Go get Google’s AdWords data for the keyphrase set you’ve just exported, setting your bid and maximum bid settings high enough to get average position 1 listings. We’ll run a pivot table against that data so export as an Excel sheet.
Next, grab all the ranking data for your search term list. If you’re using the Searchlens tool, then you’ll be prompted which domains are the top performers for the set after the results are gathered, so you can wait until then to get the best performing competitors, add them to the report and then regenerate.
If using a different tool, search for the highest volume search term in your set that remains tightly relevant to your market (likely a 2-3 word term at most) using your AdWords data, and grab relevant domains from the top 10 to set as your competitors.
To calculate your top performing domains, export your raw ranking data (make sure you can get total results listed against each search term in addition to the ranking positions) and use pivot tables to pull out all the rankings achieved by each domain across each tracked search term.
If you are technically proficient, you may find this step easier using full ranking data CSV exports from your rank checker which you dump into a SQL database. You can then query the database to write CSVs of all ranked results for any domain you choose and also pull the total result data for each term.
With your AdWords Excel sheet handy, add in your CSV export data into a tab for each domain you’re interested in. The CSV exports from Searchlens work perfectly here. Pop open another tab and we’ll use some Excel formulas to create a rank matrix to calculate domain performance.
With our rank matrix created above, we can also calculate the ‘top performing’ domains by deciding on the metrics we care about. I like to use a CTR factor applied against the ranked position (which if you haven’t tried to calculate before, you may find this a good starting point), then include the number of results given for each term as a ‘competition’ factor.
You may also decide to use the marketshare of the search engine in the country you’re running your searches from. These metrics are included in Searchlens’ ‘Search Visibility’ calculation, which you can export along with rankings. I’ve taken those calculations and also graphed up the ranking matrix by domain in the below screengrab.
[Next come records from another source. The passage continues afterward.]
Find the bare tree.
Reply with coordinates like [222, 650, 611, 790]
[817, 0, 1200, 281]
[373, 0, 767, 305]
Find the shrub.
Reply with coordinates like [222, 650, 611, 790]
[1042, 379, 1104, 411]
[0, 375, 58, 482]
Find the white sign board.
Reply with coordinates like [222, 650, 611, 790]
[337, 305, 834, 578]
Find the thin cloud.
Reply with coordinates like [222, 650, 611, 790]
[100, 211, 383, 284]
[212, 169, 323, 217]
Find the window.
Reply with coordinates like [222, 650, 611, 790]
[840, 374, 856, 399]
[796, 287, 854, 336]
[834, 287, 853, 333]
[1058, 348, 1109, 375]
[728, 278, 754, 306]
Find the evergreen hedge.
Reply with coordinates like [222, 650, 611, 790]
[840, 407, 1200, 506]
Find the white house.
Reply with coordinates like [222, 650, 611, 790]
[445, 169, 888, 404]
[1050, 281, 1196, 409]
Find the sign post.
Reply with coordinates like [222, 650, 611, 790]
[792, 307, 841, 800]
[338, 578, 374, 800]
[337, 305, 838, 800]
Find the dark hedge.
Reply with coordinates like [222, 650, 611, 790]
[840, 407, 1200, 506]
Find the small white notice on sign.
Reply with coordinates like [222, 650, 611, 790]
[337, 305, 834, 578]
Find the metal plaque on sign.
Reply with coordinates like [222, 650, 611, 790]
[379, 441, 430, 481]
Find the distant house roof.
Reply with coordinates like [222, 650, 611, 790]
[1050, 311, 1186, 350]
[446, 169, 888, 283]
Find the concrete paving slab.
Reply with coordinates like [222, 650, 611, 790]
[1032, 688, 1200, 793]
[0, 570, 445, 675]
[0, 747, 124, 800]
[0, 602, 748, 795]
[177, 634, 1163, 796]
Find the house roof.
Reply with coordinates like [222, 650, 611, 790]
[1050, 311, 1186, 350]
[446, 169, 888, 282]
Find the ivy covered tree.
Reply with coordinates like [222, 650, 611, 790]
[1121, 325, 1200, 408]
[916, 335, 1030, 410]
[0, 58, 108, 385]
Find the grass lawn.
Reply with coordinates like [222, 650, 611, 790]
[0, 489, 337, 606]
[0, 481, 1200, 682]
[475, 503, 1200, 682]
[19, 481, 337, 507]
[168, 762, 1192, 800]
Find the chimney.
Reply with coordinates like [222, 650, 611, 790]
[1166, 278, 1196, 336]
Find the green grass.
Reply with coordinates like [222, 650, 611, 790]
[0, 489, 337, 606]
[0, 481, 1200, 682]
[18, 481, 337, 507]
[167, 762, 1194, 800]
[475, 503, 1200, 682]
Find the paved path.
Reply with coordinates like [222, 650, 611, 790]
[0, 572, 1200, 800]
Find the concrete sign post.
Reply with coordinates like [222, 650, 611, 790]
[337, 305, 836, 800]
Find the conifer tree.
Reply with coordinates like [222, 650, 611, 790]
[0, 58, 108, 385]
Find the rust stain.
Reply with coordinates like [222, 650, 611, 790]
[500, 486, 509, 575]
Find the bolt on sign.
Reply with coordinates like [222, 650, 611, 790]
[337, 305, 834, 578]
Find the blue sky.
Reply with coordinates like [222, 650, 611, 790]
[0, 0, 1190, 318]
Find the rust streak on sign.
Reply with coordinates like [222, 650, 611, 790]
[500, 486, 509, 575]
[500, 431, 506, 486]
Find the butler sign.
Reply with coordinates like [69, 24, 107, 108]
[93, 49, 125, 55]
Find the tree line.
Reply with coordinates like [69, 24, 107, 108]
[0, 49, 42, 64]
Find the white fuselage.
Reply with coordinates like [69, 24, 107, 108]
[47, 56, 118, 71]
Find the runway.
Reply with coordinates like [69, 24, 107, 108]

We can see easily the top performers with this visualization of the ranking data and domain scores. Picking out target domains to analyze the backlink profile or perform SWOT analysis on, or for content-led project research is now easy. Save your sheet as a template and you can reuse it with fresh runs of data or comparison of month on month performance.
With your insight into the true top performers for your set of target terms you can now short-cut the strategies that have worked for the top domains with a spot of analysis.
Using Moz’s Opensite Explorer you can rip through backlink profiles to see where the best value links are coming from, safe in the knowledge that those links have driven performance in Google for a domain in your target territory: as close a guarantee of security and SEO performance as there is.
Bear in mind that this is a reactive strategy, and should slot into a wider SEO project in order to ensure you overtake your competition, and don’t just parrot their best performing strategies for yourself.